Inward-focused exhibitions that draw heavily on an institution’s permanent collection are one thing, but exhibition planning gets really tricky when partner institutions and inter-museum lending is involved. “There’s a lot that’s changed,” said Gary Tinterow, the director of the Museum of Fine Arts, Houston (MFAH), which was one of the first museums in the U.S. to reopen to the public, on May 23rd. “It’s still moving around because other cities don’t yet know when they’ll be able to reopen.” A major Phillip Guston exhibition co-organized with London’s Tate, the National Gallery of Art, Washington, D.C., and the Museum of Fine Arts, Boston that was supposed to open at MFAH this fall now likely won’t be possible until next year.
Exterior view of Museum of Fine Arts, Houston. Photo by Robb Williamson. Courtesy of the Museum of Fine Arts, Houston.
Moscow’s Garage Museum of Contemporary Art has been dealing with similar challenges. “It’s a very complicated thing for the exhibition coordinators,” said curator Valentin Dyakonov. “They had to write personally to every lending institution or person to ask for permission to extend the loans for these shows.

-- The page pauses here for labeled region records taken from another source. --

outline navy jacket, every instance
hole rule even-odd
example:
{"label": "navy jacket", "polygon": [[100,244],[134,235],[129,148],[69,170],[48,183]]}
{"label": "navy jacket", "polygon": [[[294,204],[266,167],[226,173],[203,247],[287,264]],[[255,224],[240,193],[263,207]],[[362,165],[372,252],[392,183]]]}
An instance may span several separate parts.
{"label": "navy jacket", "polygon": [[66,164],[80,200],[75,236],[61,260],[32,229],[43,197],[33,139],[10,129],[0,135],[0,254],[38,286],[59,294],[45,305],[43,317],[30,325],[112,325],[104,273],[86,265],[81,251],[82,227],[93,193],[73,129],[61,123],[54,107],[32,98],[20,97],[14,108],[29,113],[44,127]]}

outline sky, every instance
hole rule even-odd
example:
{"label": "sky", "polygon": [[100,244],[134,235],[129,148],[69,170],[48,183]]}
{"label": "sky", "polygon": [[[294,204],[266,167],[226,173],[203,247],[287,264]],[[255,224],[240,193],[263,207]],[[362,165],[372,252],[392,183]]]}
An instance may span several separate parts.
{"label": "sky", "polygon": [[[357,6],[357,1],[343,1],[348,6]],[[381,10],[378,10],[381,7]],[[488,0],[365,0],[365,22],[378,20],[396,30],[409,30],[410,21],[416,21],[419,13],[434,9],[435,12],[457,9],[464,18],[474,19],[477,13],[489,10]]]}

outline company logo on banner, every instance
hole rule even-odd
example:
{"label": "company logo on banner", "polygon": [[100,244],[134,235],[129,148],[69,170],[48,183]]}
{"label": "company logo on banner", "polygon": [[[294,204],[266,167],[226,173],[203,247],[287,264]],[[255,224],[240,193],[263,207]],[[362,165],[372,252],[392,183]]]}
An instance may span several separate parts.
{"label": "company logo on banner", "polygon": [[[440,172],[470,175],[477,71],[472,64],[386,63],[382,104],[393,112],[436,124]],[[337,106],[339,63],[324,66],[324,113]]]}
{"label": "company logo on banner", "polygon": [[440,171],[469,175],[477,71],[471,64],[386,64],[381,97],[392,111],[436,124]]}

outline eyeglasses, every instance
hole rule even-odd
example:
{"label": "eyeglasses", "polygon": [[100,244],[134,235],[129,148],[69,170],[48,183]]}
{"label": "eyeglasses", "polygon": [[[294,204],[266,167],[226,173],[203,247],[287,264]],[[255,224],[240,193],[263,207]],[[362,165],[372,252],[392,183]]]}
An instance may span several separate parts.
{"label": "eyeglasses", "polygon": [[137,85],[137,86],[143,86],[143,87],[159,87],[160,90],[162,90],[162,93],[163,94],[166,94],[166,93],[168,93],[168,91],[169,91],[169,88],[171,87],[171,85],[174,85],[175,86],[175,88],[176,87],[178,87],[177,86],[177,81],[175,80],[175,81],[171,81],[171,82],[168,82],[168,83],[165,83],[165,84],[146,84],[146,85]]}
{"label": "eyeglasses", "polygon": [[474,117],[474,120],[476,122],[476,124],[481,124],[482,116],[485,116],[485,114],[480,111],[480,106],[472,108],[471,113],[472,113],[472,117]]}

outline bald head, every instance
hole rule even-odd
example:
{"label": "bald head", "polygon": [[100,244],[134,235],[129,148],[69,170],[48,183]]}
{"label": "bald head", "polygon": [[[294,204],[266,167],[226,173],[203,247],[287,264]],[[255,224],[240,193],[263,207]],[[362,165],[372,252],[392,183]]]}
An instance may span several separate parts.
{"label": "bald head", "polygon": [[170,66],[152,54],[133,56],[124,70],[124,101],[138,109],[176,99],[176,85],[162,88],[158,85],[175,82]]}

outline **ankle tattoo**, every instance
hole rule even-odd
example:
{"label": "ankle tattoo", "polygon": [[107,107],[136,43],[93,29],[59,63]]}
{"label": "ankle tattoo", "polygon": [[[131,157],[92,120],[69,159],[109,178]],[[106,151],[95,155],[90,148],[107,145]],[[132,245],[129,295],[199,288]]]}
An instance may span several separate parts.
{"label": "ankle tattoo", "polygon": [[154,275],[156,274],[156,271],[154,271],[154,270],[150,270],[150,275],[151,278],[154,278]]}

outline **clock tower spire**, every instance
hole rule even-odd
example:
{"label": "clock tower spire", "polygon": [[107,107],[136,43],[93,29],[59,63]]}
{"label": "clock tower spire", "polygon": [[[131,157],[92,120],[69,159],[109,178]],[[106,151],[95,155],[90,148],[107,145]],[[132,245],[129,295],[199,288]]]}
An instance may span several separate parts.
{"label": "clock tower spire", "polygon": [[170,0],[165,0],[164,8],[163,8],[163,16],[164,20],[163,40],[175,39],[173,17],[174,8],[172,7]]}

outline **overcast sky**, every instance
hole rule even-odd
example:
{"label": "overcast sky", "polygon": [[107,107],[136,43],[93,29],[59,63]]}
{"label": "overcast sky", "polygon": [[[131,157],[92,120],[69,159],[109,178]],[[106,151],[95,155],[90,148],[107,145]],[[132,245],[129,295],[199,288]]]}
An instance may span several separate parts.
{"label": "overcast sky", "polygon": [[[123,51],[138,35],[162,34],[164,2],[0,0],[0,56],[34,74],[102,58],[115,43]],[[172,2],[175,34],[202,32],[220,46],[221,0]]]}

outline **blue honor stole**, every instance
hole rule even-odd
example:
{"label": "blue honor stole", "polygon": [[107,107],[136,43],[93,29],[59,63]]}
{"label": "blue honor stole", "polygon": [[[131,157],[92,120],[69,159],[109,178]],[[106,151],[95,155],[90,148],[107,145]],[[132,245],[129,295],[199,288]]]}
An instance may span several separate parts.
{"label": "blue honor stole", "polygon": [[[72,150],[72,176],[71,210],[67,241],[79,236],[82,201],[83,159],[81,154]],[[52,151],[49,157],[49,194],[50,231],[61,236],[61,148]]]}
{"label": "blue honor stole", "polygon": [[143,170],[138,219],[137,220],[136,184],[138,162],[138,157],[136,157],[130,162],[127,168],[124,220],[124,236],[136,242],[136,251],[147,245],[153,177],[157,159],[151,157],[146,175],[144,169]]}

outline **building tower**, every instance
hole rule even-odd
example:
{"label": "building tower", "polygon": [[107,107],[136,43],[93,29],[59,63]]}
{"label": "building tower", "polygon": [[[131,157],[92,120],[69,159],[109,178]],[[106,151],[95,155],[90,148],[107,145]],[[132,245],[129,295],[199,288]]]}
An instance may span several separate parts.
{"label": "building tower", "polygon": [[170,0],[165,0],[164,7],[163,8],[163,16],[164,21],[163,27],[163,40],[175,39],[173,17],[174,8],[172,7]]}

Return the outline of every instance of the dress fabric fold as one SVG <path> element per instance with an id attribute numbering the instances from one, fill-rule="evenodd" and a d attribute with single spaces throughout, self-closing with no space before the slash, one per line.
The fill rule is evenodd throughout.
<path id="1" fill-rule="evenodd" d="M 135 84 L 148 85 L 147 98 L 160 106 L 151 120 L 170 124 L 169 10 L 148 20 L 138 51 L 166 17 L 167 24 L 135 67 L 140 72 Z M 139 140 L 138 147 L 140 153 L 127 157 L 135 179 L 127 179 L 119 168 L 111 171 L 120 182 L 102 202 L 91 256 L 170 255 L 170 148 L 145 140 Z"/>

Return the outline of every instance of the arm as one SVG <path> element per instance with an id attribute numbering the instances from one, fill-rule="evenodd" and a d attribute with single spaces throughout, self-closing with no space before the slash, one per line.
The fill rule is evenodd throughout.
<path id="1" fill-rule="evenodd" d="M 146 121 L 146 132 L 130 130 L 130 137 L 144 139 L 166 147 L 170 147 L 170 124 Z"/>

It was a volume of emails unprecedented in the history of our museum.” Like the Metropolitan Museum, the Garage Museum chose to shutter a few days ahead of its official government lockdowns, which were instituted in mid-March.
Even as museums reopen, show calendars remain in flux. “Global logistical and travel restrictions have caused major problems,” said a representative from the UCCA, which operates spaces in Beijing and the nearby seaside town of Beidaihe. “We were required to postpone planned exhibitions despite both our museums having now reopened.”
Exterior view of Garage Museum of Contemporary Art. Courtesy of Garage Museum of Contemporary Art.
On the plus side, united by these collective concerns, art institutions around the world have been communicating, organizing, and figuring out ways to help assist one another. “All of our partners have been remarkably helpful, conducive, collaborative, and collegial,” said Tinterow. “It’s been a great experience.” Crystal Bridges’s Robin Groesbeck echoed that sentiment: “If there’s any kind of silver lining,” she said, “it’s about helping each other.”
Though museums around the world are having to contend with ongoing uncertainty, one thing is certain—that reopening day will be a spectacular one. “It’s going to be all the more meaningful when we go back in,” said Bayer. “This show allows us to really appreciate the Met’s history—the building, all its donors, members, visitors. And this moment has made it all the more precious.”
Correction: A previous version of this article misspelled Valentine Dyakonov’s last name.